In 2013, the FDA asked pharmaceutical manufacturers to voluntarily surrender their growth promotion labels and put all other therapeutic uses of antibiotics under the direct supervision of veterinarians, and that’s just what they did. Companies voluntarily gave up their growth promotion claims for all antibiotics that are in classes used in human medicine.
It’s important to note that studies have shown agricultural antibiotic use having minimal effect on public health. Despite that, farmers are consumers, too, and understand the need to protect medically important drugs for human use. That’s why drug manufacturers and farmers have willingly made changes to the way they market and use antibiotics.

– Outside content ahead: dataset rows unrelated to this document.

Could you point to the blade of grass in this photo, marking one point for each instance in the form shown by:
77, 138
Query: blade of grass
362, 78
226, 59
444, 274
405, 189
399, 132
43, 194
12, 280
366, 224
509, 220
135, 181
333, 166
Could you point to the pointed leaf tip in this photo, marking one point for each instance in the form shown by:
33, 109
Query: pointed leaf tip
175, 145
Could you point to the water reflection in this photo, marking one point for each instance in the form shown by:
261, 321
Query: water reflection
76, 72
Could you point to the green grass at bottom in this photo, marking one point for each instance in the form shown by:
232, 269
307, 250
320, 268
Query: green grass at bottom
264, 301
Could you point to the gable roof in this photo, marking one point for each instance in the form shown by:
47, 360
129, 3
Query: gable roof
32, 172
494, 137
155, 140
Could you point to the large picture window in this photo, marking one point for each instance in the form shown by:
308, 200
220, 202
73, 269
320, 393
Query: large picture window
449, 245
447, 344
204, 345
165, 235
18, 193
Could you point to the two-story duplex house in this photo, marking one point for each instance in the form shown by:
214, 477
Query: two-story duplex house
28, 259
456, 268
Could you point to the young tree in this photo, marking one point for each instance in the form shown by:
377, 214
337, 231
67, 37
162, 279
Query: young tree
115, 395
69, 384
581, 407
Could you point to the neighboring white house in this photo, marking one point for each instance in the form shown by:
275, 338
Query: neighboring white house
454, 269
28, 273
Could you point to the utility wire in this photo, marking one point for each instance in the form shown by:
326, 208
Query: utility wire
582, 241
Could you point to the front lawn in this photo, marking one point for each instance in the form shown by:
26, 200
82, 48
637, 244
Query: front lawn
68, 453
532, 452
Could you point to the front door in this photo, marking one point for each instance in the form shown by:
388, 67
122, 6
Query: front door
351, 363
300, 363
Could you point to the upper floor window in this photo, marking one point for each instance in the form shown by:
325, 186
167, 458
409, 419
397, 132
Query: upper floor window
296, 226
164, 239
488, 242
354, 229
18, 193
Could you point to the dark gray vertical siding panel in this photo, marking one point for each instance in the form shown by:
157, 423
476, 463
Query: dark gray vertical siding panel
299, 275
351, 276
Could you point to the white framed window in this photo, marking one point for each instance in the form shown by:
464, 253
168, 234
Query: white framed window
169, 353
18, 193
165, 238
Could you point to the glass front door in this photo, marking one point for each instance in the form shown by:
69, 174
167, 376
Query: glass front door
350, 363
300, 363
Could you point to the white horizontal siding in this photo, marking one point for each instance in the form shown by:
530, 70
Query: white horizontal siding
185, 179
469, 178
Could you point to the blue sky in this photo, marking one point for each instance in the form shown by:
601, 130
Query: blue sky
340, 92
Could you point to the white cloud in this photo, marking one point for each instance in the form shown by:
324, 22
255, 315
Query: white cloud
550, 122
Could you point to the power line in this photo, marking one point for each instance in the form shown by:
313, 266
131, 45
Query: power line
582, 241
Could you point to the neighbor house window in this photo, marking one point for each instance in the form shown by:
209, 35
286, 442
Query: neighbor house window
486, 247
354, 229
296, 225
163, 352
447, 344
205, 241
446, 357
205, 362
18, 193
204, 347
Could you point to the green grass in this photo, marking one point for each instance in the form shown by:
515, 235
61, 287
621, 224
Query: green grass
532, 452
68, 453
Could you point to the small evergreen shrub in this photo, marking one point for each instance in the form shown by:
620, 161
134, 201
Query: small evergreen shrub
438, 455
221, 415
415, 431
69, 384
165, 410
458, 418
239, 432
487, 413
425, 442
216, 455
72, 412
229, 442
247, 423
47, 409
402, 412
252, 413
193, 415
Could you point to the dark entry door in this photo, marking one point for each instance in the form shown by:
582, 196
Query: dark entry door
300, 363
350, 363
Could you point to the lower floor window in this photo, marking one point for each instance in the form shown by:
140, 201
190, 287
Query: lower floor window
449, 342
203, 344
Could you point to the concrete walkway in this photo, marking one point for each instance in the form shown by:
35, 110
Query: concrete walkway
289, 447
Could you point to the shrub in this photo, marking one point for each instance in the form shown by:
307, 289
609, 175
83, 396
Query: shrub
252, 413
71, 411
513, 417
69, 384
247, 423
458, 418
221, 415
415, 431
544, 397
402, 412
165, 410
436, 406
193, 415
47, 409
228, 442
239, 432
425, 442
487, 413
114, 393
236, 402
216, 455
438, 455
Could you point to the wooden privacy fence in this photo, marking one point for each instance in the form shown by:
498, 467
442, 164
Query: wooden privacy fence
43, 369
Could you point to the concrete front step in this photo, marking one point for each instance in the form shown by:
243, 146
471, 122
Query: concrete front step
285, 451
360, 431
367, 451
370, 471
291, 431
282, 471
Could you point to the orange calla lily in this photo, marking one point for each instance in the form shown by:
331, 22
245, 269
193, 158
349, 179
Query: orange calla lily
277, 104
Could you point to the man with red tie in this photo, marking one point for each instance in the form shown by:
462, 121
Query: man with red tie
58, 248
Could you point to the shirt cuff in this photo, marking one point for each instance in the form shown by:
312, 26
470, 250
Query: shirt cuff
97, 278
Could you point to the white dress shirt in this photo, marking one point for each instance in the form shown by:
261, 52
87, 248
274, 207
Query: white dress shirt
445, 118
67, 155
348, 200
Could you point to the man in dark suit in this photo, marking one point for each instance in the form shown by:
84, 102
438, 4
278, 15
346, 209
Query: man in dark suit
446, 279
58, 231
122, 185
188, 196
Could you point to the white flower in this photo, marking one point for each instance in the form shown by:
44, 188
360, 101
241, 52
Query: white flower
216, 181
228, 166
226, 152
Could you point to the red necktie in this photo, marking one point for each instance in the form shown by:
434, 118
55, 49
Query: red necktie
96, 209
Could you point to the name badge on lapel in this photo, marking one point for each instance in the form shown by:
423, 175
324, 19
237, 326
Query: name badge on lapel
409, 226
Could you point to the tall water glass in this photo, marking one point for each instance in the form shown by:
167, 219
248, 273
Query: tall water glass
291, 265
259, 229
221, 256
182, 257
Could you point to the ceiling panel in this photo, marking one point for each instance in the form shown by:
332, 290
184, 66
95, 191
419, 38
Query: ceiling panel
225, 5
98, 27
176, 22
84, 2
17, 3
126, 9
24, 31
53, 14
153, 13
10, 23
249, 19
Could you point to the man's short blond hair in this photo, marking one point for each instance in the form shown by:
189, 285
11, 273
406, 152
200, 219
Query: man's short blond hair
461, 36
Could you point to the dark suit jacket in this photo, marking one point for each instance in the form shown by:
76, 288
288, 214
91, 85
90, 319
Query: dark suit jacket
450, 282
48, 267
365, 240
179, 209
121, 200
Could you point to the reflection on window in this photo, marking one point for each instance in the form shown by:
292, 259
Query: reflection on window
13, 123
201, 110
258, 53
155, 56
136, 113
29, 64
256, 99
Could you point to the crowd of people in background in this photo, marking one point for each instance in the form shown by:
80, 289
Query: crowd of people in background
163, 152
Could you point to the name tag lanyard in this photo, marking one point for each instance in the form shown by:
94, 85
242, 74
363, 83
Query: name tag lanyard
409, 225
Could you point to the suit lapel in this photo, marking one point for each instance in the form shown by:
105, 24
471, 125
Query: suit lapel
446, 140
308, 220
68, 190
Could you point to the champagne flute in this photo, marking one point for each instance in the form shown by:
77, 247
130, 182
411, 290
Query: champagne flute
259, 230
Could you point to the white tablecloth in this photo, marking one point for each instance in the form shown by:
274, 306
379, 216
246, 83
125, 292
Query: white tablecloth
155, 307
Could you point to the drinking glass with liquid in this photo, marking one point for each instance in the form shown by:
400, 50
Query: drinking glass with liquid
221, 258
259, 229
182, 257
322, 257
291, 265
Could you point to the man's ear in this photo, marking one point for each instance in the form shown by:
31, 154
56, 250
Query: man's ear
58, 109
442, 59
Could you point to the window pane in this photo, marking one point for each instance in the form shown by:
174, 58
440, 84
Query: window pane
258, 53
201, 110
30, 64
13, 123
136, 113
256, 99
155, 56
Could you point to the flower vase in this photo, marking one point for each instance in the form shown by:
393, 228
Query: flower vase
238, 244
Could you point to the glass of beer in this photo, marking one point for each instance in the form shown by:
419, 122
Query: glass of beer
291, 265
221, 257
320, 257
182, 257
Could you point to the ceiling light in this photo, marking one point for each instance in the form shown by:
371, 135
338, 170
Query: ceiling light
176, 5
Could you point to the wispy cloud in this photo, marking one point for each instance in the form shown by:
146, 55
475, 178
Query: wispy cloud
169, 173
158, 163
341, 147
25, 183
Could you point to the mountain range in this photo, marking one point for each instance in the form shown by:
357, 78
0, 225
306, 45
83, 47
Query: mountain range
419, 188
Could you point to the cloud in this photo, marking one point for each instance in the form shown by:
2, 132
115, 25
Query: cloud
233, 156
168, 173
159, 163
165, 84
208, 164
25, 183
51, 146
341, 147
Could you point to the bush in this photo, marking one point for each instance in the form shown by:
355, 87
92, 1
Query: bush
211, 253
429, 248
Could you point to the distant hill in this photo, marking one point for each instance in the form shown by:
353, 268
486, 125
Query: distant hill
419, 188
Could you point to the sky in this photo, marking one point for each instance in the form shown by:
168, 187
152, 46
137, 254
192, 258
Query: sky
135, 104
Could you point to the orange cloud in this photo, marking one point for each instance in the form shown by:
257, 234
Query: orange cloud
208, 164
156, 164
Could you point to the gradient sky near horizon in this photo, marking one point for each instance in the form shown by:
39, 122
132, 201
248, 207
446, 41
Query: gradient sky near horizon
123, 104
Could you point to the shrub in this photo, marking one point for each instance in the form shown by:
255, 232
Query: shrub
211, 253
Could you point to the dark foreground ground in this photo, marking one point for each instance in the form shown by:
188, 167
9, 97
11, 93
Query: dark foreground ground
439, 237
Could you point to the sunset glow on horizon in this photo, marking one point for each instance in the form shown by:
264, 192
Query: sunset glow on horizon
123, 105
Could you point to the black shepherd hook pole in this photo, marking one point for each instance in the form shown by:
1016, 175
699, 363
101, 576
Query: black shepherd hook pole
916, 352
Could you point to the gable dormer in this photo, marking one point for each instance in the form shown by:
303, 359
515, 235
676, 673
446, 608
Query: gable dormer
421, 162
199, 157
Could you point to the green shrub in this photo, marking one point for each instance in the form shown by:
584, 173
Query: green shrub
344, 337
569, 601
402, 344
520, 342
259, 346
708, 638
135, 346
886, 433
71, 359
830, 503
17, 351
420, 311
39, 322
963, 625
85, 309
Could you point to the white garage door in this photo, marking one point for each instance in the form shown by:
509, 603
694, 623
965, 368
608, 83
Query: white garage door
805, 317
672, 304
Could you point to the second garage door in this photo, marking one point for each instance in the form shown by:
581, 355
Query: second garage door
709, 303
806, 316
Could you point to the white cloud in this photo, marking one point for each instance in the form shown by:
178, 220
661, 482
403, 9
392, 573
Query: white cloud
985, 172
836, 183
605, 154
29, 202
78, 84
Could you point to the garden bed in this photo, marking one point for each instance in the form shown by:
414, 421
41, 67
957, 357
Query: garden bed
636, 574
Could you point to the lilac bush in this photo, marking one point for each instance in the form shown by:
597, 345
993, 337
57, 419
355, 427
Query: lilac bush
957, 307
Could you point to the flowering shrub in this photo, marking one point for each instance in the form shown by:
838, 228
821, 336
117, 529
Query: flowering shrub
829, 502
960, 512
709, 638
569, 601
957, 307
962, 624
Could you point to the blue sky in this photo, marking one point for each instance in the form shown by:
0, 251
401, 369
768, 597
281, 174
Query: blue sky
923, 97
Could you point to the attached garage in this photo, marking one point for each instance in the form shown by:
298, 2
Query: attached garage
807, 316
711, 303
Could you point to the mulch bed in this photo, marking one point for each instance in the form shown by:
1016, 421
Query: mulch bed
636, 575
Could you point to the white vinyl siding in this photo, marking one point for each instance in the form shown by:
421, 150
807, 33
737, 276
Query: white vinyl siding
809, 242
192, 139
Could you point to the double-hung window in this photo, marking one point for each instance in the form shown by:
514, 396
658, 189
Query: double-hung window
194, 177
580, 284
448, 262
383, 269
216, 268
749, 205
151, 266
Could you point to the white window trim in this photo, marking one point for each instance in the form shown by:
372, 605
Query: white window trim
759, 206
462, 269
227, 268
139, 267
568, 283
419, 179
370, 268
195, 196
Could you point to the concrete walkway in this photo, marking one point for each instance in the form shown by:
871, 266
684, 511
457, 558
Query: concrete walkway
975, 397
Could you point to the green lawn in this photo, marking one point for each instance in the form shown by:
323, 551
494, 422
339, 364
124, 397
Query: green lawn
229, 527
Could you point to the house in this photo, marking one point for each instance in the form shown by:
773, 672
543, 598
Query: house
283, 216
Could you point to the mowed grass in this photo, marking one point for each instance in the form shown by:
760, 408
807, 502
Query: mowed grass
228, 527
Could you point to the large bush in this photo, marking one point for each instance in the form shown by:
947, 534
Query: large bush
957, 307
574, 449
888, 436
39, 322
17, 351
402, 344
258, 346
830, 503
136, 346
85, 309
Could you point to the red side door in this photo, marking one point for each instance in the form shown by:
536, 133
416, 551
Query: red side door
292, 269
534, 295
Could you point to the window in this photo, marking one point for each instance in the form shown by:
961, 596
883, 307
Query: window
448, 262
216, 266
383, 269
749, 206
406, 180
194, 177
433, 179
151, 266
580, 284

And, despite the changes in the way antibiotics are used, one thing has always, and will always remain the same:
There are no antibiotics in your meat.
There weren’t antibiotics in your meat prior to the FDA’s directive, and there won’t be any antibiotics after the final rule is implemented. That’s because farmers follow strict veterinary and antibiotic withdrawal times.
Withdrawals are the time an animal is given the drug last to the time an animal is sent to market. It’s illegal to send an animal to market with antibiotics still in its system. In fact, the Food Safety and Inspection Service tests for antibiotics in the meat supply by randomly testing a certain percentage of meat in every packing plant in the U.S. Additionally, any animals who appear to be a higher risk for antibiotic residue are closely monitored. Finally, every animal that is sent to a processing facility is inspected by a veterinary before it’s harvested. Every. Single. One.